Parlasur: diputado pide la cláusula democrática

Una sugerencia del diputado oficialista Daniel Caggiani (MPP), que es vicepresidente del Parlamento del Mercosur, para que Uruguay pida ahora la aplicación de la cláusula democrática del Mercosur y la Unasur por la decisión del Parlamento de Brasil con la presidenta Dilma Rousseff, fue rechazada desde la oposición, alguno de cuyos partidos ni siquiera la comentó.

En tanto, Esteban Valenti, del Frente Líber Seregni (FLS, astorismo) se preguntó si "ahora ¿vamos a echarlo del Mercosur como a Paraguay?", aludiendo a la situación promovida por los gobiernos luego del impeachment contra el expresidente Fernando Lugo.

Desde la oposición se pidió mantenerse al margen de la decisión y dejar que la democracia brasileña resuelva el problema de acuerdo con su legislación. El senador colorado José Amorín advirtió que ahora "hay que observar cómo se expresa una democracia en funcionamiento. El impeachment está previsto en la Constitución. Los diputados votaron con absoluta libertad. Tendrá que seguir el proceso y nosotros deberemos observar", insistió, al ser consultado por El País. "Pretendemos que todo el proceso sea dentro de la Constitución", acotó.

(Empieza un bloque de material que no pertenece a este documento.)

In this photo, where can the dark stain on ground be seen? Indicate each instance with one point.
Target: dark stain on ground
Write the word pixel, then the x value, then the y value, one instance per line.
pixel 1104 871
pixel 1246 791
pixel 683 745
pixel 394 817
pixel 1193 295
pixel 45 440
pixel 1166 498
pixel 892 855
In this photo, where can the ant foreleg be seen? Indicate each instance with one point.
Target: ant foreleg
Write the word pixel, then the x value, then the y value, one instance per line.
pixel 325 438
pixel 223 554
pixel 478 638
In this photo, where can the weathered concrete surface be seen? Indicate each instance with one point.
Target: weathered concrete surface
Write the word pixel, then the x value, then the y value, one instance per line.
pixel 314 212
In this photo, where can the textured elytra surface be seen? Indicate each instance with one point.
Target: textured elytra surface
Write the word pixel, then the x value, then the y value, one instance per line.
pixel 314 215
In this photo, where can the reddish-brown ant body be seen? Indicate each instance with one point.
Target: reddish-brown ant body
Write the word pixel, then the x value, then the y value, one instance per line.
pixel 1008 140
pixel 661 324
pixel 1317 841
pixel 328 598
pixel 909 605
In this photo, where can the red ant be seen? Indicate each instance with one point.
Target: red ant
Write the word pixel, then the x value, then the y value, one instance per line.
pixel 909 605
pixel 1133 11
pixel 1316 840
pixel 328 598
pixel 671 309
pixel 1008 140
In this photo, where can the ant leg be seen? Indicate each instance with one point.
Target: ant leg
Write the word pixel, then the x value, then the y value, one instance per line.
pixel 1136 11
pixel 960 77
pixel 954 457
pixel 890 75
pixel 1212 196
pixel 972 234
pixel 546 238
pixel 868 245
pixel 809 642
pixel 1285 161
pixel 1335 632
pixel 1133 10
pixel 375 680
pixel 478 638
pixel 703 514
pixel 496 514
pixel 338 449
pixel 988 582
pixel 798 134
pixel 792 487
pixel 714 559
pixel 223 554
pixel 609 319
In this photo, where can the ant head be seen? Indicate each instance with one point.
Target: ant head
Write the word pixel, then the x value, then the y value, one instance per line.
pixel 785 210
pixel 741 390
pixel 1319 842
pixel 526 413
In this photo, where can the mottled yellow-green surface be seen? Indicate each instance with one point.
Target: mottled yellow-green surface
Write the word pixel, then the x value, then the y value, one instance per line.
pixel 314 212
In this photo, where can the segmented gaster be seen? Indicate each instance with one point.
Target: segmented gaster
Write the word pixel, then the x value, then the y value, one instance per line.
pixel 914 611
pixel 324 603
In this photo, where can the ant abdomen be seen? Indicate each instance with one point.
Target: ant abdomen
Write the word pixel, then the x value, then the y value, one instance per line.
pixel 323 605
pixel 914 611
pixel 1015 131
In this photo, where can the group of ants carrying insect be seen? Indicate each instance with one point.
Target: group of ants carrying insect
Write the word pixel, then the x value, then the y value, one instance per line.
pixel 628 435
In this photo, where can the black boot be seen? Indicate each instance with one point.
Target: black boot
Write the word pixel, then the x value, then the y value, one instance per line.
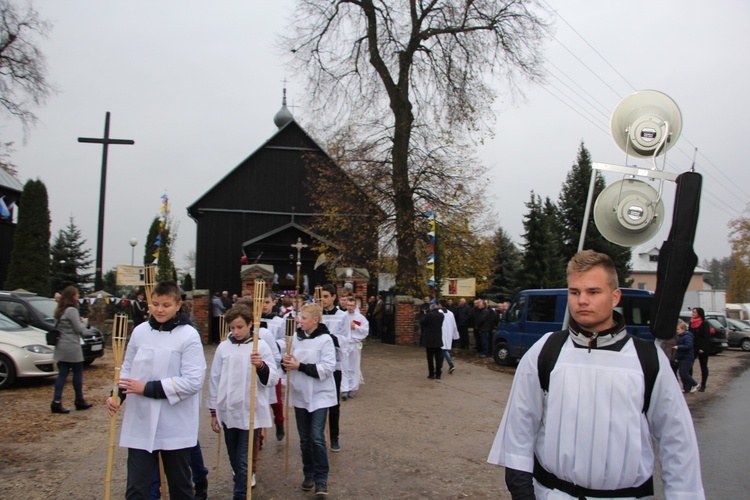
pixel 201 490
pixel 56 407
pixel 82 404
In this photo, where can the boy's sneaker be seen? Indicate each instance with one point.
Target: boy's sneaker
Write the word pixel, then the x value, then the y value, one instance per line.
pixel 308 484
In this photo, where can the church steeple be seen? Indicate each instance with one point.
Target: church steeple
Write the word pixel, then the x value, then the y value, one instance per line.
pixel 284 116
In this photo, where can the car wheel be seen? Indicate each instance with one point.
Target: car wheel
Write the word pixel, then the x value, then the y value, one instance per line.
pixel 7 372
pixel 501 353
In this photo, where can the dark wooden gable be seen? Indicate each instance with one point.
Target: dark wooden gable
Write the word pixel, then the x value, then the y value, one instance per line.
pixel 265 192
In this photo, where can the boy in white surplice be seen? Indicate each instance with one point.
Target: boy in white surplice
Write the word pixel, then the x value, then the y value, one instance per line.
pixel 161 376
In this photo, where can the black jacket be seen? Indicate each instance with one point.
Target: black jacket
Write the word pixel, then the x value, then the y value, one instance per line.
pixel 432 327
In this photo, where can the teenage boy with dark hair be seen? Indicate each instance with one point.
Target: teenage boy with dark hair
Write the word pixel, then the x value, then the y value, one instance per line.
pixel 335 319
pixel 162 375
pixel 311 365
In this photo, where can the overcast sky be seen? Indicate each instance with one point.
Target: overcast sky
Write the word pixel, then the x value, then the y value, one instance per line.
pixel 196 85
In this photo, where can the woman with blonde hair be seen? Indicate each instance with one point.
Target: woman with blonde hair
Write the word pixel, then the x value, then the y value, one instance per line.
pixel 68 353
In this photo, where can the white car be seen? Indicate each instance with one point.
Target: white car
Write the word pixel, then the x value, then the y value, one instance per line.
pixel 23 352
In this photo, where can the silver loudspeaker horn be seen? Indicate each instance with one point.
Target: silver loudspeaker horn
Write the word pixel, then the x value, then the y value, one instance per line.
pixel 646 123
pixel 627 212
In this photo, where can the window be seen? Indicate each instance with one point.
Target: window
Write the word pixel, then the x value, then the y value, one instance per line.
pixel 542 308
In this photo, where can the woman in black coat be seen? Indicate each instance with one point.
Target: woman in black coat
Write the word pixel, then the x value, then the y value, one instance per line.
pixel 702 334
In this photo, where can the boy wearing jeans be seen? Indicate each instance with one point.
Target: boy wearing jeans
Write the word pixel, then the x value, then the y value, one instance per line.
pixel 161 376
pixel 311 364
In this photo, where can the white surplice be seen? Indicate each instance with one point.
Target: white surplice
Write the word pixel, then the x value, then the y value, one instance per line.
pixel 229 385
pixel 590 430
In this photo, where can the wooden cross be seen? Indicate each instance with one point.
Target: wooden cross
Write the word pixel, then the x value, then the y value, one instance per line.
pixel 105 142
pixel 299 246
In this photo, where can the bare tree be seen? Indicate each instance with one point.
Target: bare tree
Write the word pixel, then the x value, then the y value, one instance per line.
pixel 23 81
pixel 412 80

La propuesta de Caggiani "es un disparate", dijo Amorín. "Solo tendría sentido por cuestiones ideológicas". Actuar así "sería una intromisión en los problemas de otros países y por motivos ideológicos. Esta misma gente cuando por impeachment sacaron a (el expresidente brasileño Fernando) Collor de Melo les parecía que estaba bien. No se puede jugar con ideologías", pidió.

Quien no quiso comentar la propuesta de Caggiani fue el senador nacionalista Javier García. "Uruguay no debe meterse en lo que resuelva la democracia brasileña", insistió el legislador nacionalista ante la consulta de El País.